Heamani Lavaka
- Born: 10 January 1969 Tonga
- Died: 22 April 2024 (aged 55) Australia
- Height: 5 ft 11 in (1.80 m)
- Weight: 252 lb (114 kg)

Rugby union career
- Position: Prop

Senior career
- Years: Team / Apps / (Points)
- 20??-2007: Eastern Suburbs / 105 / (15)
- 2007-2008: Melbourne Rebels

International career
- Years: Team / Apps / (Points)
- 1996–2003: Tonga / 15 / (0)

= Heamani Lavaka =

Tongan rugby union player (1969–2024)

Heamani Lavaka (10 January 1969 – 22 April 2024) was a Tongan rugby union player who played as prop.

==Career==
Lavaka was first capped for Tonga during the match against Samoa in Apia, on 13 July 1996. He was also part of the 2003 Rugby World Cup roster coached by Jim Love, playing four matches in the tournament, with the match against Canada in Wollongong on 29 October 2003 being his last international test cap.

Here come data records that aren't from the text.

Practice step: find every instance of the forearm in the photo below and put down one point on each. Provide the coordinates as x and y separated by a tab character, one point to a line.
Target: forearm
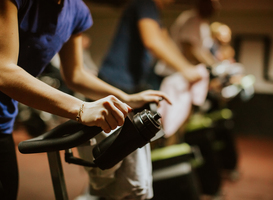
21	86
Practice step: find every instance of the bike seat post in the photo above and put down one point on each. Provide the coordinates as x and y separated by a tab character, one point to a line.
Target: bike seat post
57	175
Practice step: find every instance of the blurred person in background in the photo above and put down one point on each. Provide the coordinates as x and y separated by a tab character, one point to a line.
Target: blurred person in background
29	38
191	32
138	40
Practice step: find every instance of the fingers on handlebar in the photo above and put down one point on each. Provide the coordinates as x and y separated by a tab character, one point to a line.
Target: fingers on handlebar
116	112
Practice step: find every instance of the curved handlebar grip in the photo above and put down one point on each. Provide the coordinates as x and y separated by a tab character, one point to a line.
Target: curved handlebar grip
65	136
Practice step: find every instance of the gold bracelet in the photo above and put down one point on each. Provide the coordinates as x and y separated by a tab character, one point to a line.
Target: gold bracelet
78	118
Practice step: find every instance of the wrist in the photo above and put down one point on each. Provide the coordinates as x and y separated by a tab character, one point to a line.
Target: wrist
80	112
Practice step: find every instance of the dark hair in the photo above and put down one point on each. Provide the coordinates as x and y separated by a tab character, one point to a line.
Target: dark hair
115	3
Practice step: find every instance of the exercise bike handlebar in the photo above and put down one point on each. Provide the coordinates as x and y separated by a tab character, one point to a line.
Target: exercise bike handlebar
65	136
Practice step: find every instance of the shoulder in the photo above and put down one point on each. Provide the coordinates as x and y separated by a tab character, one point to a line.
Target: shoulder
82	15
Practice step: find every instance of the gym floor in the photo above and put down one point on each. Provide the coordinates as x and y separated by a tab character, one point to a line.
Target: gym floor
255	172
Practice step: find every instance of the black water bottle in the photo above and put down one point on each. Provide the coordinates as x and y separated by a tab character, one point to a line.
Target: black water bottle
133	134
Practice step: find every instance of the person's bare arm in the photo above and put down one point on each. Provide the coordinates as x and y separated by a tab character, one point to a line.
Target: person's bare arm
78	79
159	43
15	82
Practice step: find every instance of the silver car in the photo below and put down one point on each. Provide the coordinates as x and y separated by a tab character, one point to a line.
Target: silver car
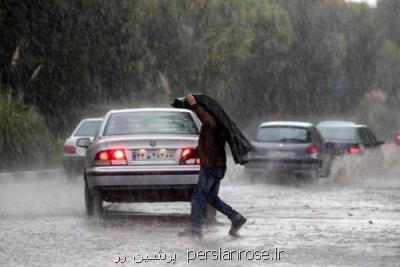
289	148
142	155
74	156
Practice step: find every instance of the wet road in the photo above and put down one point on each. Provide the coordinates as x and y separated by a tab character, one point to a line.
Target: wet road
353	221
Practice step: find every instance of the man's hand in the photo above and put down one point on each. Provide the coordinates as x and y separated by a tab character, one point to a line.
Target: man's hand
191	100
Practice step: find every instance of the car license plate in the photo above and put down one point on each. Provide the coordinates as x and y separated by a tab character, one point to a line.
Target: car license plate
152	154
280	154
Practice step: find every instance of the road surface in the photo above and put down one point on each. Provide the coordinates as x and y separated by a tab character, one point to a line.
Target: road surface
339	221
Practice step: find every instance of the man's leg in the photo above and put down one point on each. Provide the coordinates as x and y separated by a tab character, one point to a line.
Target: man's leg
213	197
237	219
199	199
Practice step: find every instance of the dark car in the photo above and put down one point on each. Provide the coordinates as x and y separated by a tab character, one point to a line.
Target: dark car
289	148
348	137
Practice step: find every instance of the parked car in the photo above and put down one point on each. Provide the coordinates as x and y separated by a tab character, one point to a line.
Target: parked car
289	147
142	155
348	137
74	156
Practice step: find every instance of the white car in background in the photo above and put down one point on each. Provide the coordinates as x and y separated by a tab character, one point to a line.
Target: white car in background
74	156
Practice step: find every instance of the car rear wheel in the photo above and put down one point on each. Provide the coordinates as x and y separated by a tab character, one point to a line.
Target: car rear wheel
313	176
93	202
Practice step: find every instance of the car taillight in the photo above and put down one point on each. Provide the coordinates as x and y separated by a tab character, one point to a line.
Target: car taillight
313	149
353	150
398	137
110	157
69	149
189	156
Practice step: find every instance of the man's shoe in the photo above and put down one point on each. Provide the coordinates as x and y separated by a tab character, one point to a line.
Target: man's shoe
190	232
237	221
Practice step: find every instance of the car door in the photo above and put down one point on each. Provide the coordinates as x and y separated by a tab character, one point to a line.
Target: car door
365	138
325	155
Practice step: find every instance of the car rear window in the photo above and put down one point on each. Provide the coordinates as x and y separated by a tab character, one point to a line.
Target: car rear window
88	128
150	122
338	133
283	134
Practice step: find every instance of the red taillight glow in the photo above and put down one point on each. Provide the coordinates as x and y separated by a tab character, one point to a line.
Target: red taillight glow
313	149
69	149
353	150
111	157
119	154
103	155
189	154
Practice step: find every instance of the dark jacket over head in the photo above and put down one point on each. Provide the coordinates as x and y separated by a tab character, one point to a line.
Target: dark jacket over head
238	143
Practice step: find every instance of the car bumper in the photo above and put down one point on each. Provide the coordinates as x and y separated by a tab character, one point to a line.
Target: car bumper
282	166
149	184
73	164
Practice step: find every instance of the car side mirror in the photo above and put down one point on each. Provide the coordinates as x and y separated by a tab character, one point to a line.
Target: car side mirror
329	145
83	142
379	143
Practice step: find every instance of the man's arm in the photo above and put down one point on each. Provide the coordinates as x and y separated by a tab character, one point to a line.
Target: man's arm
205	117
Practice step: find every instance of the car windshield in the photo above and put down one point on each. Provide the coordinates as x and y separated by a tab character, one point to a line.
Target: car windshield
154	122
283	134
88	128
338	133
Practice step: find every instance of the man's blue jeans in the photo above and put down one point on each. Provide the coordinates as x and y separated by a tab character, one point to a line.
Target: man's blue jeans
207	191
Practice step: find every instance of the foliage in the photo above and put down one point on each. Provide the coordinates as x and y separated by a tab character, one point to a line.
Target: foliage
25	139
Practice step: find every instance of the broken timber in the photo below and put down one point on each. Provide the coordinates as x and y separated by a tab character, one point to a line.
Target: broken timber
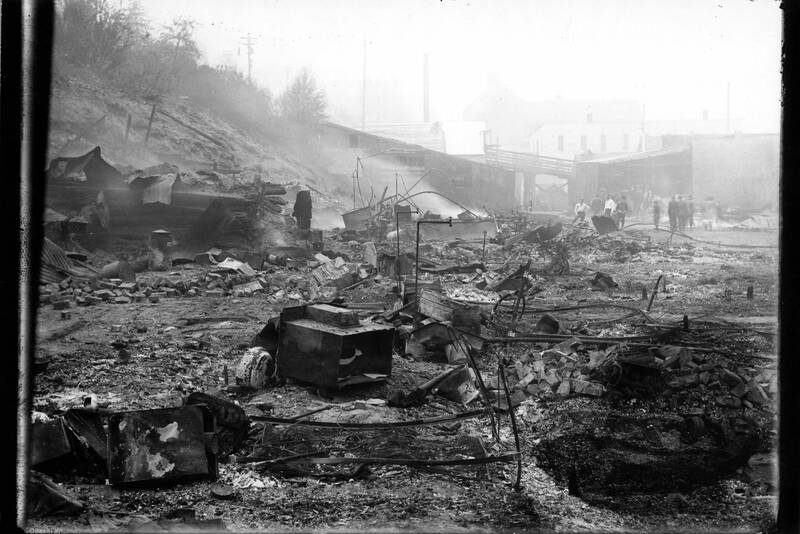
370	426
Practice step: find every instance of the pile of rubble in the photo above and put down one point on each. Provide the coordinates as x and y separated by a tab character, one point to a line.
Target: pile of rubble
569	369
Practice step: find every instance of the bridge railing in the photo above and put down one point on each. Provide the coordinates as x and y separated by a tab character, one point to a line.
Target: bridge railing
530	162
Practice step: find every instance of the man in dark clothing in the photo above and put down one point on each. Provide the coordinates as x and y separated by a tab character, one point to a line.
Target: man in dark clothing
302	209
597	205
622	210
656	213
672	213
683	214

At club level, Lavaka played the Australian Rugby Championship for Melbourne Rebels in the 2007–08 season.

==Illness and death==
Lavaka was hospitalised in Sydney, Australia in March 2024 due to internal bleeding and subsequently underwent a number of surgeries. He died on 22 April, at the age of 55.